By combining the elements of time, sales volume and the notion of evolutionary stages, the PLC model helps to determine when reasonable to eliminate dead products.
4) For the Development of New Products
The study of the product life cycle is very helpful in the development of new product and the improvement of existing products. This study studies the changes taking place in the needs, habits, tastes and attitudes of consumers.
Keeping in view these changes, necessary decisions may be taken for the improvement of existing products and the development of new products.
5) Helps in Forecasting
Predictive tools are always needed by managers that help them navigate a chaotic market, and the PLC model gives managers the ability to forecast product trends on a macro level and plan for the timely execution of relevant competitive moves coupled with actual sales data.
The PLC model can also be used as an explanatory tool in facilitating an understanding of past and future sales advancements. The PLC model helps to make sense of past events as part of any extrapolatory and interpretive approach to building strategy.
6) Planning
The PLC model is advantageous in planning long-term offensive marketing strategies, mainly when markets and economies are stable. A benefit of following a product life cycle concept is that it helps companies in the planning process.
Realising that the demand for a product typically does not last forever helps it to prepare for the inevitable decline in sales. The company attains a better idea of how to allocate marketing funds by the phase of the cycle the product has entered.
Knowing that it will need to replace even a successful product at some point can also lead to a more prominent focus on product development and innovation.
Stages of Product Life Cycle
Most product life-cycle curves are portrayed as bell-shaped. The curve is generally divided into five stages:
1) Introduction
The period of gradual sales growth as the product is newly introduced into the market. Profits are absent in this stage because of the heavy expenses incurred with product introduction.
For a company launching a new product, this stage of the product life cycle could be the most costly. The market size for the product is small, which means sales are low, although they will be increasing.
On the other hand, the cost of things like consumer testing, research and development and the marketing needed to launch the product can be very high, especially if it’s a competitive sector.
2) Growth
The growth stage is the stage of rapid market acceptance and substantial profit improvement. It is typically characterised by strong growth in sales and profits, and because the company can start to benefit from economies of scale in production, the profit margins, as well as the all-around amount of profit, will increase.

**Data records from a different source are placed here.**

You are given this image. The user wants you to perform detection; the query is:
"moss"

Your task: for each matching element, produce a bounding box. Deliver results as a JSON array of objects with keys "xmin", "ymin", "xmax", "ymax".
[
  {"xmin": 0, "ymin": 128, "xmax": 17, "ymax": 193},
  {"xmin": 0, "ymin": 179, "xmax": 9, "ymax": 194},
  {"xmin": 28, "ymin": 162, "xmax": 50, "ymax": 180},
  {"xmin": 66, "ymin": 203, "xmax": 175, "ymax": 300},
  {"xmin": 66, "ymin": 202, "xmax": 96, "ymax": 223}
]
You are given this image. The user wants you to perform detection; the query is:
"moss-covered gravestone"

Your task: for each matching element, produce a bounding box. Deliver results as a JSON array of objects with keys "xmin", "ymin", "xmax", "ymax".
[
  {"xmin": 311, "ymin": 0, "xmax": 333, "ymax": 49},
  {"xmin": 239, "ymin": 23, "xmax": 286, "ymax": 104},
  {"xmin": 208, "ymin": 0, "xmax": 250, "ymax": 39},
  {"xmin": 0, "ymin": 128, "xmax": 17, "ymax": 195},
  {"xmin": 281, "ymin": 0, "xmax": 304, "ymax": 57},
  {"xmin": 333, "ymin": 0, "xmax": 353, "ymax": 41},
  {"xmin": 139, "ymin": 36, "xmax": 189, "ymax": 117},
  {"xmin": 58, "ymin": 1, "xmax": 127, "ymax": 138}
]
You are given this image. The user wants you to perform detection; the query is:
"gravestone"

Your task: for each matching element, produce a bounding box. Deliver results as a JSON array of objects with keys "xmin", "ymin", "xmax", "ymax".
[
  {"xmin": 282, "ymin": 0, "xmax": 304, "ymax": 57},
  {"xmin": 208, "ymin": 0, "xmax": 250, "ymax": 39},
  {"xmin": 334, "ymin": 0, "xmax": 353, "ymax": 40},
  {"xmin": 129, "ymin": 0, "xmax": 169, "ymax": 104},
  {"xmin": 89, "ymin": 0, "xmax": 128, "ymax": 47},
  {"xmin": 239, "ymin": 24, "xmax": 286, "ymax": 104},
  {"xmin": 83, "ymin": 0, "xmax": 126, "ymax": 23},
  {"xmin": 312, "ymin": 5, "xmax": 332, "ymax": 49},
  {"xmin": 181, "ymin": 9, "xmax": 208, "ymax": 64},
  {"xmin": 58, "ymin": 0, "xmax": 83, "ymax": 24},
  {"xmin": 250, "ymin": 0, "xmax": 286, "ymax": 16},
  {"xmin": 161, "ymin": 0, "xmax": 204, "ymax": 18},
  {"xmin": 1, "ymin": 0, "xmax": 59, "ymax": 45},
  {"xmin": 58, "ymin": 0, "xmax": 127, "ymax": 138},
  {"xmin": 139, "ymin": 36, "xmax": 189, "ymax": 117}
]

This makes it possible for businesses to invest more money in promotional activities to maximize the possibility of this growth stage.
3) Maturity
It is a period of slowdown in sales growth because the product has achieved acceptance by most possible customers. Profits stabilise or decline because of the increased competition in the market.
During this stage, the product is established and the aim for the manufacturer is now to maintain the market share they have built up. This is likely the most competitive time for most products and businesses need to invest wisely in any marketing they undertake.
They also need to consider any product modifications or improvements to the production process in this stage which might give them a competitive advantage.
4) Decline
It is the period when sales show a downward drift and profits erode. The brand may be dropped to make way for new brands so the cycle recommences. Eventually, the market for a product will start to shrink, and this is the decline stage for a product.
This shrinkage could be due to the market being saturated (i.e., all the customers who will buy the product have already purchased and used it), or because the consumers are switching to a different type of product.
While this decline may be unavoidable, it may still be possible for companies to make some profits by switching to less costly production methods and cheaper markets.